Good morning! Here’s what you need to know in markets on Tuesday.
1. Theresa May has signed a £1.5 billion deal with Northern Ireland’s Democratic Unionist Party in order to prop up her minority Conservative government, the BBC reports. The deal, which comes two weeks after the election resulted in a hung Parliament, will see the 10 DUP MPs back the Tories in key Commons votes.
2. The threat of a global trade war was growing last night after the European Union promised to retaliate if the Continent’s producers became “collateral damage” in measures to protect the American steel industry by classifying it as a matter of national security, the Times reports.
3. New data show consumer confidence has slumped in the wake of the UK’s hung parliament, and is only marginally higher than it was in the immediate aftermath of the UK’s vote to leave the European Union. The latest Consumer Confidence Index results show consumer confidence fell from 109.1 in the week before the election to 105.2 in the week afterwards.
4. The price of gold tumbled yesterday after a huge spike in New York futures volumes that traders attributed to an inadvertent “fat-finger” order, the Times reports. The sale of 18,500 lots of gold, totalling 1.85 million ounces, in only a minute sent the price falling by as much as 1.6% to $US1,236.43 an ounce, the lowest since the middle of last month.
5. The sale of the Co-operative Bank has been scrapped as bailout talks with the troubled lender’s backers intensify, the Times reports. The hedge funds that own 80% of the bank are in talks with the Co-operative Group, the minority shareholder, over splitting the Co-op Group’s pension scheme, which had proved an obstacle for the bank’s sale.
6. Japan’s Nikkei share average edged up to hover near two-year highs on Tuesday morning as a weaker yen helped exporters rise, while financial stocks rebounded from Monday’s declines, Reuters reports. The Nikkei gained 0.4% to 20,233.23 in midmorning trade after hitting as high as 20,250.10 earlier. MSCI’s broadest index of Asia-Pacific shares outside Japan stood flat.

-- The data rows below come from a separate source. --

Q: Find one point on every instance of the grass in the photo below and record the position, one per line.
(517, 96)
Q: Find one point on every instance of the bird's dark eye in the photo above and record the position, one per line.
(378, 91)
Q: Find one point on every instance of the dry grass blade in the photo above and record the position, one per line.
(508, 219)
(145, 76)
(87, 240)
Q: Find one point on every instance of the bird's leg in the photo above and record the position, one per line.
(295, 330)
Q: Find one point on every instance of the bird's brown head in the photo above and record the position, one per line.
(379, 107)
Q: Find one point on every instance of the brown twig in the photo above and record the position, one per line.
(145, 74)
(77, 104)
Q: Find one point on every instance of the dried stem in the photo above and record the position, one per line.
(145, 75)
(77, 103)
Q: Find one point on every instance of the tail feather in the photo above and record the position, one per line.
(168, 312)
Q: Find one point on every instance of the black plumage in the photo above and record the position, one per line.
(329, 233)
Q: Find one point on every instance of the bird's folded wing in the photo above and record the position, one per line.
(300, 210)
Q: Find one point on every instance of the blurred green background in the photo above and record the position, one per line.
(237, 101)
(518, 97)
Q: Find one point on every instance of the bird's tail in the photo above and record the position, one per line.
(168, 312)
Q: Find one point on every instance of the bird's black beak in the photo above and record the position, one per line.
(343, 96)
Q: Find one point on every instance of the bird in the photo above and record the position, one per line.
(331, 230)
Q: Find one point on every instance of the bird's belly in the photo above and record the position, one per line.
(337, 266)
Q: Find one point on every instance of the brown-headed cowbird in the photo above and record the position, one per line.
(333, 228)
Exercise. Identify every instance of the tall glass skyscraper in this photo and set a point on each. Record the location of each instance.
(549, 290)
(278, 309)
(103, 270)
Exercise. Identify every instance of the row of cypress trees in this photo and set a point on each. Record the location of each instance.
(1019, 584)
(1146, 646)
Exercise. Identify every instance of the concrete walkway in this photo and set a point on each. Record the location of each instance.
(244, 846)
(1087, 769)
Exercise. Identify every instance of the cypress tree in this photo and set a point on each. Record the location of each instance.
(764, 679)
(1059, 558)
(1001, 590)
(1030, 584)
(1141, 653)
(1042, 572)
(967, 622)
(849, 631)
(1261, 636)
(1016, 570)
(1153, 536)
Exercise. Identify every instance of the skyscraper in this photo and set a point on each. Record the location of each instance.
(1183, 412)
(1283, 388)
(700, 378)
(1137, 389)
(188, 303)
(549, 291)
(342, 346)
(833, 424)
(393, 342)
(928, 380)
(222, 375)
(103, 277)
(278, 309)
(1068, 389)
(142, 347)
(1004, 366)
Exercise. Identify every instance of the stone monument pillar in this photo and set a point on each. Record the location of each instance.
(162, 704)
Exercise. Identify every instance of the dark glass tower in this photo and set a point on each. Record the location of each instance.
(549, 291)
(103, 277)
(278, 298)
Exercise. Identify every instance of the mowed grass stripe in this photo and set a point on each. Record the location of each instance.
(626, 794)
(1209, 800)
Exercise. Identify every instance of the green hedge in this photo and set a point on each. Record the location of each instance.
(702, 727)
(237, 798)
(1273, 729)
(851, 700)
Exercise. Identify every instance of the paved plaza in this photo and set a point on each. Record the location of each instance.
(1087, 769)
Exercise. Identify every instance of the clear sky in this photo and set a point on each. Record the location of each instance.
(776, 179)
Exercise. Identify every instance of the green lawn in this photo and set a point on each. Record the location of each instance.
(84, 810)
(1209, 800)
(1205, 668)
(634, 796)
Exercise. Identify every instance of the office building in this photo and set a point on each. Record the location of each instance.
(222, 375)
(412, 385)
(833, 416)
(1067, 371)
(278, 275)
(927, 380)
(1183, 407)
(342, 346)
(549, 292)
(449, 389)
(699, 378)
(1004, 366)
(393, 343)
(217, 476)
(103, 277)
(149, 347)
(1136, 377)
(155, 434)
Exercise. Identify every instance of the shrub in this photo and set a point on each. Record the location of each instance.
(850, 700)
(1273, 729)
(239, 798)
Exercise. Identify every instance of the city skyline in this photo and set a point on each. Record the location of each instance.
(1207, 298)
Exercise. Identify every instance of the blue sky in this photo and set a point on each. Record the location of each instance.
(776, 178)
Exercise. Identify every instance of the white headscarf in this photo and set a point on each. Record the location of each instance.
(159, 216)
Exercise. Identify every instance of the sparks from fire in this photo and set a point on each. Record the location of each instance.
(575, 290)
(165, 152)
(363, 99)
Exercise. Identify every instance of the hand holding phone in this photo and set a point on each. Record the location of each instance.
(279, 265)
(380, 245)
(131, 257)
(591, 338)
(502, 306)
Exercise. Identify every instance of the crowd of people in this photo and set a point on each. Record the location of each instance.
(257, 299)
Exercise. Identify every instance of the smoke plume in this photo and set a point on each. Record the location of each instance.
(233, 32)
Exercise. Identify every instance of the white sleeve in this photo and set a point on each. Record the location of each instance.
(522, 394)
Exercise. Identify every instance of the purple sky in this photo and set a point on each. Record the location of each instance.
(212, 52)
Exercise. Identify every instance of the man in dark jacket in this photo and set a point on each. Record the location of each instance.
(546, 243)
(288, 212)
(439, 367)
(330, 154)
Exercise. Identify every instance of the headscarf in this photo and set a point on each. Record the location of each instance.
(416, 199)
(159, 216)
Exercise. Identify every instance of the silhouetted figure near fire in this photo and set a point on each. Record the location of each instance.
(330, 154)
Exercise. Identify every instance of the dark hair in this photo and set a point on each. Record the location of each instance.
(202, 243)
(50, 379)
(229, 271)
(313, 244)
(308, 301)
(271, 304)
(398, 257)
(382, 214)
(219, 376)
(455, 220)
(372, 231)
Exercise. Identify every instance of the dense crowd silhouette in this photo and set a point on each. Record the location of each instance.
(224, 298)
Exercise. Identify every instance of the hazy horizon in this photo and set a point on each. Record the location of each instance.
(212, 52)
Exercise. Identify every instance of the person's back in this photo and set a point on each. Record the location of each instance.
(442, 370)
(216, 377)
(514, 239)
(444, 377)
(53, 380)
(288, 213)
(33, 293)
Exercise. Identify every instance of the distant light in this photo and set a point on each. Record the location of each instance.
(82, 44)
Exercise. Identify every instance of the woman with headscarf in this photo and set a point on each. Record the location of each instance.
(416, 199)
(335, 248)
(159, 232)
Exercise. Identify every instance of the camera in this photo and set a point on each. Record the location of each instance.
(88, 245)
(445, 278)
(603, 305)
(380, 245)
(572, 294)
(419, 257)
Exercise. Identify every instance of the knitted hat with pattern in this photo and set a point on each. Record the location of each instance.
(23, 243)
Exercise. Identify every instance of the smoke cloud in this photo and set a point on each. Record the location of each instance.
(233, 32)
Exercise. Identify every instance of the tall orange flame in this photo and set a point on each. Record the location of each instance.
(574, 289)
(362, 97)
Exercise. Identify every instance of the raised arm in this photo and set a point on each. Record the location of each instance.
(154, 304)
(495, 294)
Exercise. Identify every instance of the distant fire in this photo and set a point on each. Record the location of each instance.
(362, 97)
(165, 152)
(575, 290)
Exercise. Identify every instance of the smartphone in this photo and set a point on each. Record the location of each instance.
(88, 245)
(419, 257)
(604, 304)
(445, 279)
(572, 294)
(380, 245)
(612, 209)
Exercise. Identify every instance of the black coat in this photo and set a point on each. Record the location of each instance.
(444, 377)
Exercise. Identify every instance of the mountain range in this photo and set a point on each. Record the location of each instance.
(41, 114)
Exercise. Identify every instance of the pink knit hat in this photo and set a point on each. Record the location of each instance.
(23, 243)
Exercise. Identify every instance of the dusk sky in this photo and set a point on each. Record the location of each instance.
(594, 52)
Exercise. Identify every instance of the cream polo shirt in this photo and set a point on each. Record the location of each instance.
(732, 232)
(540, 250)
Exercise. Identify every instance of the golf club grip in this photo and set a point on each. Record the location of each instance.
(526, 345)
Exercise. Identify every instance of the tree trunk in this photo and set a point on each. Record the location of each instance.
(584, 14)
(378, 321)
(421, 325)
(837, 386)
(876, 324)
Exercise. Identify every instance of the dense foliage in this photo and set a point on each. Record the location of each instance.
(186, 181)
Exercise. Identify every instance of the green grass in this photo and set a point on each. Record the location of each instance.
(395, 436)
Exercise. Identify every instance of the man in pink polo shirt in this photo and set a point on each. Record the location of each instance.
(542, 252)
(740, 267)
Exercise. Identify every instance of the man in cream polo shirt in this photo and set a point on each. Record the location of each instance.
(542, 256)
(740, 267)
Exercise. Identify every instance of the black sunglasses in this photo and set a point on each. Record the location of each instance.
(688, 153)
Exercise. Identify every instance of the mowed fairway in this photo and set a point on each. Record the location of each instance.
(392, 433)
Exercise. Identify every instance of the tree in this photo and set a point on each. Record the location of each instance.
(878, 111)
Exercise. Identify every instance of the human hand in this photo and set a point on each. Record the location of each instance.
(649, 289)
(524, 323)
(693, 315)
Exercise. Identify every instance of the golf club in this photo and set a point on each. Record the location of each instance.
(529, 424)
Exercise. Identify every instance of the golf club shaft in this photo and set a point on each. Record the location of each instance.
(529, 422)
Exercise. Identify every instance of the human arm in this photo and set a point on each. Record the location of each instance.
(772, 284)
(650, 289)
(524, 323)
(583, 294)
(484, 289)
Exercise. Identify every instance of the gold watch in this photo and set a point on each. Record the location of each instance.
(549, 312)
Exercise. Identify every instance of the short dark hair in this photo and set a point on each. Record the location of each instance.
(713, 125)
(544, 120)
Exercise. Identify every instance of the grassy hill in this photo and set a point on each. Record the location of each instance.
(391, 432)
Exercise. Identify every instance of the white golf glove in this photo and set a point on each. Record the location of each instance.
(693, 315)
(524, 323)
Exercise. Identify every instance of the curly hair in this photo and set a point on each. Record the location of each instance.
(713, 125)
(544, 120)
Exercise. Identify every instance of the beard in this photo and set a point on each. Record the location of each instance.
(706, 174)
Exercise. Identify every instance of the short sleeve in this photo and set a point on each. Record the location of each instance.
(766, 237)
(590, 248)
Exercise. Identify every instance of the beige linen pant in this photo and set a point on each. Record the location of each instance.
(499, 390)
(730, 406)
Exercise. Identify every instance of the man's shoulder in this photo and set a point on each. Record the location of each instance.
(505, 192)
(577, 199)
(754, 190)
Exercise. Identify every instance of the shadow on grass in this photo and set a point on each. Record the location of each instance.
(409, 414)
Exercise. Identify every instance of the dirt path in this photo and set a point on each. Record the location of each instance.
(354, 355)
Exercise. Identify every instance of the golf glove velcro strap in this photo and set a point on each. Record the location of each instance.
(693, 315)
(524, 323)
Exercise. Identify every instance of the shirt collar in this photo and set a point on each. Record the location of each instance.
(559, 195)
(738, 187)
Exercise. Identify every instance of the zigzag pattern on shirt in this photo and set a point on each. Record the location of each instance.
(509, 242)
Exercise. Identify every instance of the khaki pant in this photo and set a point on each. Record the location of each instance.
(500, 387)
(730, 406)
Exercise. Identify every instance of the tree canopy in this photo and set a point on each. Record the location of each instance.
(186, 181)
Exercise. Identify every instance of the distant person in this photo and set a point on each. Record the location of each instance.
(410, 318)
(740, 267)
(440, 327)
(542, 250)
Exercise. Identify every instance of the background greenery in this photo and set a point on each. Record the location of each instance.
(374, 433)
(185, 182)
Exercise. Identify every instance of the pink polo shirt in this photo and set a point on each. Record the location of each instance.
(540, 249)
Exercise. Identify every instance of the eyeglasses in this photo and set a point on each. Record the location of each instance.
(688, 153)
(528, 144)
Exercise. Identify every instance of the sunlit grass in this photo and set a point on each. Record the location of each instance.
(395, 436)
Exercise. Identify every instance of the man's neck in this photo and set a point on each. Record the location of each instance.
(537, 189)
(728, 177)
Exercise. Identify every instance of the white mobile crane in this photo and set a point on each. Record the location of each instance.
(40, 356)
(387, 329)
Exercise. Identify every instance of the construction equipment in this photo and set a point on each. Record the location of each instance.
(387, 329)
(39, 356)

7. Crude oil futures were largely unchanged in early Asian trade on Tuesday as the market took a breather following three days of gains with a supply glut keeping a lid on prices, Reuters reports. U.S. West Texas Intermediate (WTI) crude futures were down 2 cents at $US43.36 per barrel by 1.19 a.m. BST (8.19 p.m. Monday ET) and Brent crude futures were flat at $US45.83 per barrel.
8. The euro retraced its Monday gains after ECB’s Draghi defended the central bank’s easy monetary policy, Reuters reports. Draghi said on Monday that super low rates create jobs, foster growth and benefit borrowers, ultimately easing inequality. He also rejected calls to exit super easy monetary policy quickly, arguing that premature tightening would lead to a fresh recession and more inequality.
9. Cryptocurrency Bitcoin had a rough start to the week It’s a rough start to the week for bitcoin. The cryptocurrency trades down 10.11% on Monday, at $US2,275 a coin, a one-week low. The action seems to be a continuation of the selling that developed on Wednesday, when rival Ethereum flash-crashed from $US296 to 10 cents before recovering its losses.
10. Bank of England governor Mark Carney delivers the central bank’s twice-yearly Financial Stability Report today. It covers an assessment of the strengths and weaknesses of the financial system and the risks to stability, and the Financial Policy Committee’s view on the outlook for the stability of the UK financial system.